Kessler, a former commissioner of the U.S. Food and Drug Administration, said there’s no merit to the complaint. When he became dean in September 2003, he said, he asked detailed questions about the school’s financial resources.
“And I have stayed within that almost exactly,” Kessler said.
Pittsburgh
Priest pleads guilty in death of athlete
A Roman Catholic priest pleaded guilty and was sentenced to probation Tuesday for giving alcohol to a college football player who died after falling through a church ceiling while drunk.
The Rev.

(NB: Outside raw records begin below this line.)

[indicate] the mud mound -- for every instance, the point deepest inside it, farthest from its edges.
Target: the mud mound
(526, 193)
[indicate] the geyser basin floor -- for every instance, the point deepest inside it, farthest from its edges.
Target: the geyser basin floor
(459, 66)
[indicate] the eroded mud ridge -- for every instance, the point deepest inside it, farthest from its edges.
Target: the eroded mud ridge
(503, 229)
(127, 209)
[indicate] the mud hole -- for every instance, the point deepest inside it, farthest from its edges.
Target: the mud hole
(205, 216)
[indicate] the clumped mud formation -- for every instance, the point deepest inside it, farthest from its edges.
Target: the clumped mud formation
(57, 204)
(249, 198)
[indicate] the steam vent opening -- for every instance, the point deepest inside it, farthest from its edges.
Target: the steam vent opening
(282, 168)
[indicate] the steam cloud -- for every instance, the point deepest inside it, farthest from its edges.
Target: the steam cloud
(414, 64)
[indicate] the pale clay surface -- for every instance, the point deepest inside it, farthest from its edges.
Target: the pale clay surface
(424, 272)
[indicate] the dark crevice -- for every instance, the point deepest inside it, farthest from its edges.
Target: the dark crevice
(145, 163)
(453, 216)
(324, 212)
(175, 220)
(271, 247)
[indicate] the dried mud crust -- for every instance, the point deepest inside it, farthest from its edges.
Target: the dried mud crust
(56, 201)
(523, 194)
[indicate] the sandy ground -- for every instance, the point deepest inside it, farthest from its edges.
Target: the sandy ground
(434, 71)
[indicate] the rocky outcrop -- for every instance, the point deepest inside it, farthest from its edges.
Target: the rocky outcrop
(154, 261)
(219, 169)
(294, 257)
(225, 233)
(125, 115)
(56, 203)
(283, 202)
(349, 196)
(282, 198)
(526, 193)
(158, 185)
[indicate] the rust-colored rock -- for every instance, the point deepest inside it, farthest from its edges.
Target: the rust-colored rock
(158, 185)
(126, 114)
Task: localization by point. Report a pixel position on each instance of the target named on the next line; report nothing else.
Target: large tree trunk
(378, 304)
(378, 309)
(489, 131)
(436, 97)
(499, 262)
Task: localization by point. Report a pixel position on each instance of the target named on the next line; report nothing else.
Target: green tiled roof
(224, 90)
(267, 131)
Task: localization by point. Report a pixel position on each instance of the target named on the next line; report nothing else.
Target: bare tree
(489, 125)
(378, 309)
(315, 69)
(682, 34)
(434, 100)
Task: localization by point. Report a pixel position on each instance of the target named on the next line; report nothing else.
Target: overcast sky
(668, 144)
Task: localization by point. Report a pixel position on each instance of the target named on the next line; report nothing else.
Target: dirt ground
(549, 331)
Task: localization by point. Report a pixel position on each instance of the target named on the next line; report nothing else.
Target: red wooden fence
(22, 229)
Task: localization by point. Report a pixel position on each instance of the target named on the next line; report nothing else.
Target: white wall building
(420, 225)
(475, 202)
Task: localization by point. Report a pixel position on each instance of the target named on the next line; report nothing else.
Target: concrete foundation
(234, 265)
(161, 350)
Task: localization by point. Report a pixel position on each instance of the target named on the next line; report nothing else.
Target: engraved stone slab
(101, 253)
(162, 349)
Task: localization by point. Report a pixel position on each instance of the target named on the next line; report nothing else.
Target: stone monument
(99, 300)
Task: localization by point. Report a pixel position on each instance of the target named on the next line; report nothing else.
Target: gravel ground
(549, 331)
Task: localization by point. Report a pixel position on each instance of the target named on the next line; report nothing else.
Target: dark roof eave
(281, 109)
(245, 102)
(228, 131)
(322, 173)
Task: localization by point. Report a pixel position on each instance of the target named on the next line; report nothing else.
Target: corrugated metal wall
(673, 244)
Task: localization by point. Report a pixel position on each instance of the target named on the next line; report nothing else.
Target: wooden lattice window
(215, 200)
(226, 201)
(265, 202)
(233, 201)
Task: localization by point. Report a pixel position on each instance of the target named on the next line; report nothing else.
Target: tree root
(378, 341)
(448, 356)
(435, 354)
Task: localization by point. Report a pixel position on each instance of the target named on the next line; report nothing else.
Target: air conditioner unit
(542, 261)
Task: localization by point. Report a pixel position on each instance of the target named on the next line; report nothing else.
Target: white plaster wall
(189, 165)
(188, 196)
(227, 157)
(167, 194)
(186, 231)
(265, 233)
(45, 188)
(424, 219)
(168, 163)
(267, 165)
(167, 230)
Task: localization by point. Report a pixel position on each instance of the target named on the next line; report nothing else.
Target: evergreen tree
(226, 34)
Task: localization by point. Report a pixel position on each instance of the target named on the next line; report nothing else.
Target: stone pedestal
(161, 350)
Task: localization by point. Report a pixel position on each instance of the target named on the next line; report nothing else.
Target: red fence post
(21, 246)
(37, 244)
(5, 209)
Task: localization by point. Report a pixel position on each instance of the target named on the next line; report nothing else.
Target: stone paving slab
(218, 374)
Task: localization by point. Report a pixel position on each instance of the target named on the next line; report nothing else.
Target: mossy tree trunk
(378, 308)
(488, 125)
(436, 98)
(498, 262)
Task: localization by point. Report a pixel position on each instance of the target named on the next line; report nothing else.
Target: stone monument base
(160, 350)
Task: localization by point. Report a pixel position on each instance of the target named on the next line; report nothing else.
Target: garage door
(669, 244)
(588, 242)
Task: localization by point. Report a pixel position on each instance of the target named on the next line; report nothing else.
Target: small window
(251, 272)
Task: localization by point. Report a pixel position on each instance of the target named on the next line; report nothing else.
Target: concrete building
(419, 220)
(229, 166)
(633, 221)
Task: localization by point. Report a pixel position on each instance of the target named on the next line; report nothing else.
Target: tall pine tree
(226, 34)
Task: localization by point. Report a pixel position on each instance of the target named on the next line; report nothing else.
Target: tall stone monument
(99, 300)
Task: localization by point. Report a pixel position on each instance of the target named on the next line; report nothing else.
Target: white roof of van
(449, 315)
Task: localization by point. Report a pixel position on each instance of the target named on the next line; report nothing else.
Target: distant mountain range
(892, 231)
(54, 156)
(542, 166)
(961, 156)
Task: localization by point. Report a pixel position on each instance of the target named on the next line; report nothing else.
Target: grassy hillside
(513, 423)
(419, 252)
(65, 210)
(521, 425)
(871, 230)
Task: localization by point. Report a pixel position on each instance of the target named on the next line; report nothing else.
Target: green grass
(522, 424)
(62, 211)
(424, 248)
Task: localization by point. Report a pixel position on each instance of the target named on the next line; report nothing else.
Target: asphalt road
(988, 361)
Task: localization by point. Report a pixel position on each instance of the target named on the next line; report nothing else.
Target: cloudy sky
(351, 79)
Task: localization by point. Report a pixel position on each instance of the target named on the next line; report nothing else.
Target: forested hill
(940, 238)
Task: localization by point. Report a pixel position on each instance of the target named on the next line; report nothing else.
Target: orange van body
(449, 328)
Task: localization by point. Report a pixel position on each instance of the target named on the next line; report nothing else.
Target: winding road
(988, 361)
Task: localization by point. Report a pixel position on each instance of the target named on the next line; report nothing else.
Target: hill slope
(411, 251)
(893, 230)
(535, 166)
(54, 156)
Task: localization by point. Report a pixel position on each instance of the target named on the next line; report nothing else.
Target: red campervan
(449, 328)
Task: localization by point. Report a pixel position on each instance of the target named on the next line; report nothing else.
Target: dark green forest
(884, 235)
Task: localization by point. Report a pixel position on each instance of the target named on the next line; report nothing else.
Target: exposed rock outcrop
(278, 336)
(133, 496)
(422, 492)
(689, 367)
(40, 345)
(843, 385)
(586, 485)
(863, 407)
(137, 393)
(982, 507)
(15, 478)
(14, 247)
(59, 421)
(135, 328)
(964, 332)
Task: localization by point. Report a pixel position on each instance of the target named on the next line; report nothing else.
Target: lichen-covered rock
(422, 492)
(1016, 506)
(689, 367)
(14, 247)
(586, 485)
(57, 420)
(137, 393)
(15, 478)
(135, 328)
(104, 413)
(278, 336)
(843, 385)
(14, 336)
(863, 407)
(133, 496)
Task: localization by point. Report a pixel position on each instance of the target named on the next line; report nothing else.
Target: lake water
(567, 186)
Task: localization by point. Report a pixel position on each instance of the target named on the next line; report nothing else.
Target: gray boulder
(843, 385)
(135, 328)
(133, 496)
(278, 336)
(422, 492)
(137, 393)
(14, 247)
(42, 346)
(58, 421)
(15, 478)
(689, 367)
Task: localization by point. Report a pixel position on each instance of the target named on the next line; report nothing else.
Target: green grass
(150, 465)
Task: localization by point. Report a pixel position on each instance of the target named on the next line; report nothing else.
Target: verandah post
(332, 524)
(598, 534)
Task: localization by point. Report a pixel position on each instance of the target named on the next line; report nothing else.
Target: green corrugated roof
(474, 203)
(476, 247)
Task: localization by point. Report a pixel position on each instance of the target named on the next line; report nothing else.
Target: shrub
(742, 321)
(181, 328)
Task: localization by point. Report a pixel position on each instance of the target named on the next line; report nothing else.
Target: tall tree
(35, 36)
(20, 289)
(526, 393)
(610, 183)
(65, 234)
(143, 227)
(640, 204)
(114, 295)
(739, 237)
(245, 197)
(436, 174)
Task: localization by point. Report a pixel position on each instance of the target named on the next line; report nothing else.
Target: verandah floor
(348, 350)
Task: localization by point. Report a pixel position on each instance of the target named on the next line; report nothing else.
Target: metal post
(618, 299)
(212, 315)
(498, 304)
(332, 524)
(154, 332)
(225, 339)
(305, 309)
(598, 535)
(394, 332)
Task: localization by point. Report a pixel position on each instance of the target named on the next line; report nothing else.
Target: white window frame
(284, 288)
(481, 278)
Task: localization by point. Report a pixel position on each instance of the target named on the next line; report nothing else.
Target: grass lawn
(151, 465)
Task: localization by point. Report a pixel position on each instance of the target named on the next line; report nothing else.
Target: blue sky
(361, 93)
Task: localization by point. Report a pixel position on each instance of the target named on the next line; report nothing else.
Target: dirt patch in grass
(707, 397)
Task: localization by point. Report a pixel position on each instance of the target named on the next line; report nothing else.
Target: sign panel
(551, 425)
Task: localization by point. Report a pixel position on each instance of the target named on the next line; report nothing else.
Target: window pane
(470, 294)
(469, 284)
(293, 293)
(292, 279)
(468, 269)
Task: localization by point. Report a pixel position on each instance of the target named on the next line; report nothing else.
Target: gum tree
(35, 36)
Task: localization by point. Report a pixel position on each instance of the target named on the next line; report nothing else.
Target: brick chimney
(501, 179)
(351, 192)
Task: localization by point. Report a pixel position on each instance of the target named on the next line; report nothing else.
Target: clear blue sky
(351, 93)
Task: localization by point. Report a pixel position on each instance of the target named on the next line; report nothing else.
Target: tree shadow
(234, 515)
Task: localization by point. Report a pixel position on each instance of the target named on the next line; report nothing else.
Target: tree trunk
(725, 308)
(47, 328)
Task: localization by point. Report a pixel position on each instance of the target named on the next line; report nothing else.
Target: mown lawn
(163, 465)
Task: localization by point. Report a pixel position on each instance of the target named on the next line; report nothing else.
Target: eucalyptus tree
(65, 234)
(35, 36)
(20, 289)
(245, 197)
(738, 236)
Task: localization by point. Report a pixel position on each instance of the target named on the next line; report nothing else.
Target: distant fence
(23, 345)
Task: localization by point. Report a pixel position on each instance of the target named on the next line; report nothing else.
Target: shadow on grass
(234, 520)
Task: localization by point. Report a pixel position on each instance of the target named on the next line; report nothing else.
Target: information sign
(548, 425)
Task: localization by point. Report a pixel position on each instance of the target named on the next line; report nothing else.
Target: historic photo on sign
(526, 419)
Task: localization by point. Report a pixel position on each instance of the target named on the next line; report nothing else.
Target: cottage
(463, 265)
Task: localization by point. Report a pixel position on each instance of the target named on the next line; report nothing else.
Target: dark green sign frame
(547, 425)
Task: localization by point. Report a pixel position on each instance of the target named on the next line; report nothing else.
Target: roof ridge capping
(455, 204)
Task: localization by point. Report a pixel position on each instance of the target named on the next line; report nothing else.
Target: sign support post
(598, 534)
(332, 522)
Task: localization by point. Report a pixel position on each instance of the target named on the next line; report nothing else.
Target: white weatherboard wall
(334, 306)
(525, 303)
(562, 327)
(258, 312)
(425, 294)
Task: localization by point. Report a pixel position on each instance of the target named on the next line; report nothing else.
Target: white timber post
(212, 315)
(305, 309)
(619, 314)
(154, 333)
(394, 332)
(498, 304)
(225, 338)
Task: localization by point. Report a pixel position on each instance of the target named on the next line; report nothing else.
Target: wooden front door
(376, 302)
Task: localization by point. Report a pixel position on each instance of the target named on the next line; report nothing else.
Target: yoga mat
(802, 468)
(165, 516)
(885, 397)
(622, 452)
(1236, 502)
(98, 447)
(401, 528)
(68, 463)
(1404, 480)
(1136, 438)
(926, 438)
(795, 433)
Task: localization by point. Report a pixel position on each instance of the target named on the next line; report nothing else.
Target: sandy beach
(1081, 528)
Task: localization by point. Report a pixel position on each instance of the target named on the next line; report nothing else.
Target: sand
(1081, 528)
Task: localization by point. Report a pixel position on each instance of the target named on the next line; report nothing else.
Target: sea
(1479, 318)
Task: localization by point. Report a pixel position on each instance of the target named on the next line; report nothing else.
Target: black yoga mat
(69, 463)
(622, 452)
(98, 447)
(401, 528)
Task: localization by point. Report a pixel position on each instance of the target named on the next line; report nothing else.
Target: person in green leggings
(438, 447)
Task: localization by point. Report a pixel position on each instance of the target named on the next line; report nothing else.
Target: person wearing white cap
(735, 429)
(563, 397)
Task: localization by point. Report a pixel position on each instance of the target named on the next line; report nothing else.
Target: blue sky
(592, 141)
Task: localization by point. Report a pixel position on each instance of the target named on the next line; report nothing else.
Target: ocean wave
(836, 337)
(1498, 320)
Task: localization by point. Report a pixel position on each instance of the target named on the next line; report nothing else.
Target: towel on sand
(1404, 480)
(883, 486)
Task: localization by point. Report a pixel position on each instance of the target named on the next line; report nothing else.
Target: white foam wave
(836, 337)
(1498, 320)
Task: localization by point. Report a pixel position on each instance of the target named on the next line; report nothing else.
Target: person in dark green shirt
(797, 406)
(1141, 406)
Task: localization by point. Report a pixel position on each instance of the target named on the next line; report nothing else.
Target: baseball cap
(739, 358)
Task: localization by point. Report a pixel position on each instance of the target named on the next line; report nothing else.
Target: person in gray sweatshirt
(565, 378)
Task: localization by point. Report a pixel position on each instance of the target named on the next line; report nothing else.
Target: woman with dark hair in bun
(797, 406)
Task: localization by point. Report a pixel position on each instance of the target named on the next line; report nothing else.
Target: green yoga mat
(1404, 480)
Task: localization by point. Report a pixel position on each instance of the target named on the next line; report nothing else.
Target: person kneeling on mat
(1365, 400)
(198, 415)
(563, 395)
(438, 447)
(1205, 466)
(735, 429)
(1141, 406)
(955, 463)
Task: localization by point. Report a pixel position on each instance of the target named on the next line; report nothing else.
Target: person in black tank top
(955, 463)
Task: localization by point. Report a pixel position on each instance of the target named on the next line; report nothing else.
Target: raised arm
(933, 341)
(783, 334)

Henry Krawczyk was the only adult of legal drinking age at a cookout he had in the hours before the death of Billy Gaines, 19. A witness said Gaines had eight glasses of rum and Coke plus a shot of liquor at the party, which took place on church grounds.
Krawczyk, 52, entered his guilty plea to involuntary manslaughter, reckless endangerment and furnishing alcohol to minors on the day his trial was to begin.
Gaines, a wide receiver on the University of Pittsburgh football team, and another team member had been exploring an attic crawl space at the church when he fell onto his head from a height of more than 20 feet.
Chicago
Study: Hormone pills worsen incontinence
Researchers have found yet another problem that hormone pills taken at menopause seem to make worse, not better: incontinence.
The findings came from the same landmark government study that in the past few years linked the widely used supplements to a higher risk of heart attacks, stroke, dementia and breast cancer.
Estrogen and progestin have long been thought to help prevent or lessen urine leakage in menopausal women.
The findings, published in today’s Journal of the American Medical Assn., come from research on 27,347 women, ages 50 to 79, participating in the Women’s Health Initiative study.
Compared with women taking dummy pills, those on estrogen pills for one year were 53 percent more likely to develop urinary incontinence by year’s end.